Mel Gibson inicia el rodaje de “La Resurrección”: La secuela más esperada de Hollywood ya es una realidad
Tras más de dos décadas de espera, especulaciones y múltiples borradores de guion, el director Mel Gibson ha dado hoy, 31 de marzo de 2026, el “claquetazo” oficial al rodaje de La Resurrección de Cristo. La producción ha comenzado sus filmaciones en los emblemáticos estudios Cinecittà en Roma, el mismo escenario donde se gestó la obra original en 2004.
Esta secuela, que Gibson ha calificado previamente como un “viaje psicodélico y de otro mundo”, no será una narrativa lineal. Según fuentes cercanas a la producción, la trama explorará los tres días entre la crucifixión y la resurrección, sumergiéndose en reinos espirituales y dimensiones que prometen desafiar las expectativas del cine bíblico convencional.
Un cambio de guardia en el reparto
Aunque durante años se dio por hecho el regreso de Jim Caviezel, los informes más recientes de este 2026 confirman un giro inesperado: Gibson ha optado por un reparto completamente renovado. La decisión responde a la necesidad de rejuvenecer los personajes para mantener la coherencia cronológica con los eventos inmediatamente posteriores a la Pasión, evitando el uso excesivo de efectos digitales de rejuvenecimiento.
“No es solo una película, es una experiencia que trasciende el tiempo. Queremos mostrar lo que el ojo humano no pudo ver en aquellos días de oscuridad y luz”, afirmó Gibson en un breve comunicado desde el set.

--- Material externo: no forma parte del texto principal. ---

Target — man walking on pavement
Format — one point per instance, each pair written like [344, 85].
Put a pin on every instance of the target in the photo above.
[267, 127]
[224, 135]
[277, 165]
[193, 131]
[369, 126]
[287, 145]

Detalles de la producción:
- Estructura: La obra se dividirá en dos partes cinematográficas: Capítulo I y Capítulo II.
- Presupuesto: Se estima una inversión superior a los 100 millones de dólares, convirtiéndola en una de las producciones independientes más costosas de la historia.
- Idiomas: Siguiendo la estela de su predecesora, se mantendrá el uso de lenguas muertas como el arameo y el latín, buscando la máxima autenticidad histórica.
El estreno de la primera parte está proyectado para el Viernes Santo de 2027, marcando lo que la industria ya vaticina como el evento cinematográfico religioso más importante del siglo XXI. El mundo del entretenimiento observa con cautela y fascinación si Gibson logrará repetir el fenómeno cultural que recaudó más de 612 millones de dólares hace 22 años.